International career
- 1950–1953: Albania / 4 / (0)

= Hamdi Bakalli =

Albanian footballer

Hamdi Bakalli (1 January 1923 – 1 January 1991) was an Albanian footballer who played for Vllaznia Shkodër, Ylli I Kuq Shkodër, Partizani Tirana and Dinamo Tirana. He was born on 1 January 1923 in Shkodër and died on the same date of 1991, day of his 68th birthday, in the same city. He was also a member of the Albania national team between 1950 and 1953.

==Club career==
A native of Shkodër, Bakalli played for hometown club Vllaznia but also had successful spells at capital clubs Partizani and Dinamo Tirana with whom he won a total of 7 league titles.
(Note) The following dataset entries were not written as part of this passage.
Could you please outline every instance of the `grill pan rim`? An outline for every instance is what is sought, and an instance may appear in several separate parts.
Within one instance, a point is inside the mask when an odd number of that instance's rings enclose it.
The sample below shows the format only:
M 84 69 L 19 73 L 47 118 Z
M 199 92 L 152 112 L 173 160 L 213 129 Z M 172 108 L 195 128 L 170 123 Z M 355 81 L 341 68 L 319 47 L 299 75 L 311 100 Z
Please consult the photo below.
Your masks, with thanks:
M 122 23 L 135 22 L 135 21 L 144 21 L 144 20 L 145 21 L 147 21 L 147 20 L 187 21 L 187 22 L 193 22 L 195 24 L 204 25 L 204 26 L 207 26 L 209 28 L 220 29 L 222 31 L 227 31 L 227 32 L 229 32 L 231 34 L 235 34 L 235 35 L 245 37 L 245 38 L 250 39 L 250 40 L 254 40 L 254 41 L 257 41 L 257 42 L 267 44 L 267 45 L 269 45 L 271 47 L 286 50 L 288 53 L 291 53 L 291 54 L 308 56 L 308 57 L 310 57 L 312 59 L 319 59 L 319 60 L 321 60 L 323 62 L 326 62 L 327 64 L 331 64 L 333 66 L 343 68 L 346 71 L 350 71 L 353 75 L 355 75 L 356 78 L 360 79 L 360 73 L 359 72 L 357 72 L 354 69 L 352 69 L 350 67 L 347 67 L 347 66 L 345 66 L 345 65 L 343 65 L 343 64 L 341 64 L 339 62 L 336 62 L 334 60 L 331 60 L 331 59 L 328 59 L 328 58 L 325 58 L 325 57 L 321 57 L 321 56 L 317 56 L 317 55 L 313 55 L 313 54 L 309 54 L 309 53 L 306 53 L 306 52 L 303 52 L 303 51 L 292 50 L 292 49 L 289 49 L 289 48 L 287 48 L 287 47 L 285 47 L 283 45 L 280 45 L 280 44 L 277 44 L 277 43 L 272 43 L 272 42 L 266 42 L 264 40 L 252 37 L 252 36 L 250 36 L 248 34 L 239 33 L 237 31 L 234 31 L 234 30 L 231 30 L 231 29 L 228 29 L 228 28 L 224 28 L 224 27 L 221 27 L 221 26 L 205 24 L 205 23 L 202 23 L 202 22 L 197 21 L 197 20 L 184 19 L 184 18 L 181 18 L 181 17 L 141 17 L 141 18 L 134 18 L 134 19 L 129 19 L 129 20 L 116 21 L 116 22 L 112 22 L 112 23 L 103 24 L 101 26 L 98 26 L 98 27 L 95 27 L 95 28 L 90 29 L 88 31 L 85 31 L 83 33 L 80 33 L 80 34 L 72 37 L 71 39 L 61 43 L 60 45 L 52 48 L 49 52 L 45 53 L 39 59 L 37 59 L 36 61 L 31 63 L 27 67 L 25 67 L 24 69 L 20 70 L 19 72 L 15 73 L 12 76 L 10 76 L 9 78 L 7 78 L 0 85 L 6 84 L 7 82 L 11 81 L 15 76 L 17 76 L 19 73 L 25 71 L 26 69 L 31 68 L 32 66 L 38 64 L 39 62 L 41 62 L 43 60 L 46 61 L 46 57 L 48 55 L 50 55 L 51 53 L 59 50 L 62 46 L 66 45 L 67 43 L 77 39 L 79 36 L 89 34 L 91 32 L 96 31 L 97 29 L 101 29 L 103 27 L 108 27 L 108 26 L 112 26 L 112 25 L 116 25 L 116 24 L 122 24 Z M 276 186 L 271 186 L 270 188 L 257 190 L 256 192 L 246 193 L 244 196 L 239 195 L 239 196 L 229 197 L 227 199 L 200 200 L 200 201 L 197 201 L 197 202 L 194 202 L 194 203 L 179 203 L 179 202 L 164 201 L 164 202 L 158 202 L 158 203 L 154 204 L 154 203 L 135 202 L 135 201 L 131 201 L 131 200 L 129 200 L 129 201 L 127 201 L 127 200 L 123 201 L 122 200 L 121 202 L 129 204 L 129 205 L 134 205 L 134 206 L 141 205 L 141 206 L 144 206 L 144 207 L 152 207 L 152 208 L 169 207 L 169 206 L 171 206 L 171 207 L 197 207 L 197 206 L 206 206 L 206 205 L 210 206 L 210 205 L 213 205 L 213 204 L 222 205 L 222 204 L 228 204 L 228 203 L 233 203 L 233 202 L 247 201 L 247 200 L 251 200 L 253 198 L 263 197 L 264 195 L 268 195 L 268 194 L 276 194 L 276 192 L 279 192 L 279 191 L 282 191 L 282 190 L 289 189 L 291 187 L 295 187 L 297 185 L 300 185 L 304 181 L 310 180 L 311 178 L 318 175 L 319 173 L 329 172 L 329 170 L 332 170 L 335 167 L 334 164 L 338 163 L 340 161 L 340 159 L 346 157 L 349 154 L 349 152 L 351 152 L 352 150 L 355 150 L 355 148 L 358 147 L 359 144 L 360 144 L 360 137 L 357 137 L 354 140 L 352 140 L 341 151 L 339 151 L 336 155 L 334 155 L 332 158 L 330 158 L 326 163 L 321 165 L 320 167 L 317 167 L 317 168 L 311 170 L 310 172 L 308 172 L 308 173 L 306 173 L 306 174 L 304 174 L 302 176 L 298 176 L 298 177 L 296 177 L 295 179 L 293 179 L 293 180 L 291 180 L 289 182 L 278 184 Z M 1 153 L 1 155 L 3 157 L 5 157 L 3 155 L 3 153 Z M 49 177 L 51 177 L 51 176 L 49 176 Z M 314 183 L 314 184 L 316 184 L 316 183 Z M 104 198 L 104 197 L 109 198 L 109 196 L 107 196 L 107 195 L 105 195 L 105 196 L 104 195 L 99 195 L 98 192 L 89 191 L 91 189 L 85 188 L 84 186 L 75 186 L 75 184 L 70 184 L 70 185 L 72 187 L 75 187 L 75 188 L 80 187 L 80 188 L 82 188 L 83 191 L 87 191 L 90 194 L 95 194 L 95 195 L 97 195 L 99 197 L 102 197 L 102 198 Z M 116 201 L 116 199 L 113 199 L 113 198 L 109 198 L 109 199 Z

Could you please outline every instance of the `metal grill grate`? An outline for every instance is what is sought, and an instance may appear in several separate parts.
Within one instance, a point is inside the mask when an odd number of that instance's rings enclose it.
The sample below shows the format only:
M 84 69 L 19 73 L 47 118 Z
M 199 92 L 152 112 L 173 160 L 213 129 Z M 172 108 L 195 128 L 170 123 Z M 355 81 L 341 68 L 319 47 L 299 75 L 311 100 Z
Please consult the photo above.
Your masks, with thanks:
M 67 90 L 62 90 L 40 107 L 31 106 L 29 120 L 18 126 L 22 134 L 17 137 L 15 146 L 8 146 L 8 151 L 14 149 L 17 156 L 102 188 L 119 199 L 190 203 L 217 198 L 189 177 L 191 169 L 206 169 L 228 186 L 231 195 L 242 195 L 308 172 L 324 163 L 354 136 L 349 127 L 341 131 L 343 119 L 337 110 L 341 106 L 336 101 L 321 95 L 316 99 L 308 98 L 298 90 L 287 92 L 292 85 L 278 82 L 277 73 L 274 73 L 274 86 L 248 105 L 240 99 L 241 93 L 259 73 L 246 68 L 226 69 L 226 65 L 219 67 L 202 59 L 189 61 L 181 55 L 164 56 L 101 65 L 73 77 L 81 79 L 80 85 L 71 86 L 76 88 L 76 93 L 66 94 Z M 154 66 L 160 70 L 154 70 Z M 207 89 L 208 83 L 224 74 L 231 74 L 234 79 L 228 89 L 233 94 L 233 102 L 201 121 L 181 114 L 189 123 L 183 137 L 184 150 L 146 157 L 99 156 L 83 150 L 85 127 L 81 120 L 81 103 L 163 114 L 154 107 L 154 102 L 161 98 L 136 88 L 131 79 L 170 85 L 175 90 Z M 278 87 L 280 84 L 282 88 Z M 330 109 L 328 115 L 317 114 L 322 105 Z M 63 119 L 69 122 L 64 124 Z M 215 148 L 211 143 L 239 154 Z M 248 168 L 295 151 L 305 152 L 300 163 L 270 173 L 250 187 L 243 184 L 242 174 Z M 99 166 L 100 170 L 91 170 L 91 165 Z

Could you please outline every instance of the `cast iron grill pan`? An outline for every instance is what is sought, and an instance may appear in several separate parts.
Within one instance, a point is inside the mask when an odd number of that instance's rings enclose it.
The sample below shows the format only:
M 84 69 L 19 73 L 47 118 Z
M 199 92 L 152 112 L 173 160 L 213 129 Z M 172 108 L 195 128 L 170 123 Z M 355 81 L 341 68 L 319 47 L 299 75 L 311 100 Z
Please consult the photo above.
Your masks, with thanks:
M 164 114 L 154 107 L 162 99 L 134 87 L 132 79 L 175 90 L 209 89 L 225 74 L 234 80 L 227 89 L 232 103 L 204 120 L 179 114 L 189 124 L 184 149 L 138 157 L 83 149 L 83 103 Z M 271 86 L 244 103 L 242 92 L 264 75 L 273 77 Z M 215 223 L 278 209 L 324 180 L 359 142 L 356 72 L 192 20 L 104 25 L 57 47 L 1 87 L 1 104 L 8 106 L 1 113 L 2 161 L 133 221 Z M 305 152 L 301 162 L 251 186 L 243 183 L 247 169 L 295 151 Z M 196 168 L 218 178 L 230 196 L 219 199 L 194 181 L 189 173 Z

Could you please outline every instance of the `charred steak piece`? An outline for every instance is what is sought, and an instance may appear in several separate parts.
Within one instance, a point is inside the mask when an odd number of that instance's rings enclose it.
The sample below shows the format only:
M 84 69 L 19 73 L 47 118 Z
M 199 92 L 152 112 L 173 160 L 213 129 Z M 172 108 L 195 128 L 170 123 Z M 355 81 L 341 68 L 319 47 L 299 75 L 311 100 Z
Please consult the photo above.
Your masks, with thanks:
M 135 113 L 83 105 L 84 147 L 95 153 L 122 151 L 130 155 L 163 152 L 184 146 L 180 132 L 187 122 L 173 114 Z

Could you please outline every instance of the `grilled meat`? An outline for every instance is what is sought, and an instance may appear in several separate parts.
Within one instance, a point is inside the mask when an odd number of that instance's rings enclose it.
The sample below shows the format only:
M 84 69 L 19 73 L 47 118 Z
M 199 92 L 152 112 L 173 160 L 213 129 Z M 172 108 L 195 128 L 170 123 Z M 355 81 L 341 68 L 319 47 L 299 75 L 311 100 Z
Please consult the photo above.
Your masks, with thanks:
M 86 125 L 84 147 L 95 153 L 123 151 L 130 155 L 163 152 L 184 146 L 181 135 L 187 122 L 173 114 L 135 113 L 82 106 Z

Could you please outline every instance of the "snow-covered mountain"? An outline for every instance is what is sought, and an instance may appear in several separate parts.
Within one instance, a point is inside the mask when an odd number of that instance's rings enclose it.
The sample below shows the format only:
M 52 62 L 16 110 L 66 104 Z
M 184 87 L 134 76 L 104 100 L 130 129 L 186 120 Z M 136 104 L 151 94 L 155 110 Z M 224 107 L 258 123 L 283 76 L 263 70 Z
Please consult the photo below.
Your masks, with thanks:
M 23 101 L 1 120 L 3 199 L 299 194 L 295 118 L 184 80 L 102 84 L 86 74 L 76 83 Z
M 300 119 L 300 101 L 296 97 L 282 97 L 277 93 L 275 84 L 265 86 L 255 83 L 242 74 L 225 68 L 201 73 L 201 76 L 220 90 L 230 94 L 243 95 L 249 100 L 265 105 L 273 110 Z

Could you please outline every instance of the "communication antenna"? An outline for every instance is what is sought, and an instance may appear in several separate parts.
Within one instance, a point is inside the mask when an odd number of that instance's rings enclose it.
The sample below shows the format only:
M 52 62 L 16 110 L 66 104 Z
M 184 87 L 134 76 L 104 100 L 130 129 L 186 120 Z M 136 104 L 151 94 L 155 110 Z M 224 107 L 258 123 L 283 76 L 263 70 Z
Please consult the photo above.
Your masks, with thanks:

On 20 March 1947, he scored the first ever goal of the KF Tirana–Partizani Tirana rivalry.

==International career==
He made his debut for Albania in a September 1950 friendly match against Czechoslovakia and earned a total of 4 caps, scoring no goals. His final international was a November 1953 friendly match against Poland.

==Personal life==
He was part of a footballing family, as all of his four brothers, Xhabir, Alush, Xhevat and Rifat were also footballers during the 1940s, 1950s and 1960s in Albania.